(Minghui.org) Birçok kişi, son zamanlarda Amerika Birleşik Devletleri ile Çin arasındaki gümrük vergisi gerilimlerini ekonomik çıkarlar açısından değerlendirdi. Ancak bana göre konu bundan daha derin. Aslında bu, komünist Çin ile ABD’nin temsil ettiği özgür dünya arasında bir değerler savaşıdır.
Soğuk Savaş sırasında, komünist Doğu Bloku özgür dünyayı tehdit etti ve tehlikeye attı. Ancak Nixon yönetimiyle birlikte ABD, komünist Çin’e karşı tutumunu yumuşatmaya başladı ve bu da iki ülke arasında 1979 yılında diplomatik ilişkilerin kurulmasına yol açtı. 1989’daki Tiananmen Meydanı Katliamı’na rağmen ABD, Çin’e ekonomik destek ve teknoloji sağlamaya devam etti ve Çin Komünist Partisi’nin insan hakları ihlallerini görmezden geldi. Çin’in 2001 yılında Dünya Ticaret Örgütü’ne dahil edilmesi ise ülkenin büyümesini daha da hızlandırdı ve Çin Komünist Partisi’nin komünist ideolojisini ihraç etmesine ve özgür dünyayı benzeri görülmemiş bir hızla baltalamasına olanak sağladı.
Çin’le yürütülen mevcut gümrük vergisi savaşı, ABD’nin Çin Komünist Partisi’nin büyümesini engellemek için attığı en güçlü adımdır. ABD ekonomisinin, Çin mallarına olan bağımlılığını kestikten sonra toparlanması ve yeniden gelişmesi zaman alabilir; ancak bu ayrışma, Çin Komünist Partisi’ni çözülmeye götürecek kaçınılmaz ve gerekli bir adımdır. Parti düştükten sonra, Çin halkı Partinin çarpık dünya görüşünü bir kenara bırakabilecek ve bugün Çin’in neden dünya genelinde giderek daha fazla dışlandığını anlayabilecektir.

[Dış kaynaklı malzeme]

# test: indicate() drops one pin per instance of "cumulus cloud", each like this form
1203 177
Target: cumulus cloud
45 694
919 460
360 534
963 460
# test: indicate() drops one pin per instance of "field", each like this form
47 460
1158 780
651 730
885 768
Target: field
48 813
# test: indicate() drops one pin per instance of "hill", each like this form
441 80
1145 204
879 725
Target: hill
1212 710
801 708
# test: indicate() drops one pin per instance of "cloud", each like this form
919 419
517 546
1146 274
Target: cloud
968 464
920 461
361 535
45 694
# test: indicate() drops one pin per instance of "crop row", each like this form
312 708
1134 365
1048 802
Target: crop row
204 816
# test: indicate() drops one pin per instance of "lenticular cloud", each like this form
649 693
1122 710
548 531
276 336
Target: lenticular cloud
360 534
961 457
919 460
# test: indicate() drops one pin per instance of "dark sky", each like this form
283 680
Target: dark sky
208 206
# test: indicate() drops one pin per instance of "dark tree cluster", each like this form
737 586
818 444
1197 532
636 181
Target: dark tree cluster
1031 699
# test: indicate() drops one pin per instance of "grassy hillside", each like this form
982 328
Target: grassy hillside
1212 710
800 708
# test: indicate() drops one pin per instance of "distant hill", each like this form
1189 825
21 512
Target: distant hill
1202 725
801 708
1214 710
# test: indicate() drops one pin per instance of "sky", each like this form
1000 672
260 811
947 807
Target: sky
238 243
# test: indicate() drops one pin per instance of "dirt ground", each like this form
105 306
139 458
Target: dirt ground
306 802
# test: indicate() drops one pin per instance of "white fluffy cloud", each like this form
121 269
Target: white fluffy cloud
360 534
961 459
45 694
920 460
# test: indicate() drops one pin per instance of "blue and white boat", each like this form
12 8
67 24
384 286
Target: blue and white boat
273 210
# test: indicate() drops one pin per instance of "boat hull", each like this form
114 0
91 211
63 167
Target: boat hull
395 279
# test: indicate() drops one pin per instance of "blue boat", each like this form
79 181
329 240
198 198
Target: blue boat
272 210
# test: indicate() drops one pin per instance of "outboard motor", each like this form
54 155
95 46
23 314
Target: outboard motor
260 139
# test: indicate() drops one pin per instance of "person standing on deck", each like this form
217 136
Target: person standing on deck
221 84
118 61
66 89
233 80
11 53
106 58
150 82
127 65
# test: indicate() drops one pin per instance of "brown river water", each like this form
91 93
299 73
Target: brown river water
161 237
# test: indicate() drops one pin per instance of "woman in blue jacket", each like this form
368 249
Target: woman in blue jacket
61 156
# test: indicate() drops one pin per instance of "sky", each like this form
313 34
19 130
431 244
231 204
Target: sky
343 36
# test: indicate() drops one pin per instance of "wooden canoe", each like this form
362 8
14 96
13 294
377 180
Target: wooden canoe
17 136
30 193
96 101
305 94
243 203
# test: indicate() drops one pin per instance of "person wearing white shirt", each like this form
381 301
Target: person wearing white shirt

1949’da iktidarı ele geçirdiğinden bu yana, Çin Komünist Partisi halkını ders kitapları, edebiyat, haber ve eğlence aracılığıyla ABD karşıtı propaganda ile beyin yıkamaya tabi tuttu. Bu nefret nereden geliyor? Bu, Komünist Manifesto’nun savunduğu sınıf mücadelesi ve şiddetle başladı ve Çin Komünist Partisi’nin siyasi kampanyalarda toprak sahiplerine, kapitalistlere ve entelektüellere uyguladığı sayısız zulümle büyüdü. Partinin insanlık karşıtı doğası onu, 1989’daki demokrasi hareketini ve 1999’da Doğruluk-Merhamet-Hoşgörü ilkelerini benimseyen Falun Gong uygulayıcılarını bastırmaya itti.
Ancak ABD ve diğer ülkelerdeki birçok lider, Çin Komünist Partisi’nin zulmünün temel nedenlerinin farkında değil. Ekonomik büyümenin siyasi reformu ve Çin’de özgür bir toplumu beraberinde getireceğini varsaydılar. Ne yazık ki bu iyi niyetli düşünce tekrar tekrar başarısız oldu. Aksine, Çin’in karşı koyulması zor küresel bir güç haline gelmesini sağladı.
Çin Komünist Partisi’nin doktrinleriyle beyinleri yıkanmış birçok Çinli, küçük veya büyük tüm konularda Partinin yanında yer alma eğilimindedir—kendi muhakemelerini kullanmazlar. Zengin ya da fakir, Çin’de ya da yurtdışında yaşıyor olsunlar, dünyayı Partinin çarpık değerleriyle görenler, Çin’e karşı normal toplumların tutumunu anlamakta zorlanacaktır.
Çin Komünist Partisi’nin en büyük önceliği daima kendi varlığını ve büyümesini sürdürmek olacaktır—Çin halkının değil. İnsanlığı, nefret ve korku aşılayarak kontrol eder. Onun ideolojisini reddetmeden ve Doğruluk-Merhamet-Hoşgörü gibi doğru inançları savunan ülkeleri desteklemeden, dünya Çin Komünist Partisi’ni gerçekten yenemez, diğer ülkeleri onun tahakkümünden kurtaramaz ve Çin halkının özgür ve adil bir toplum kurmasına olanak tanıyamaz.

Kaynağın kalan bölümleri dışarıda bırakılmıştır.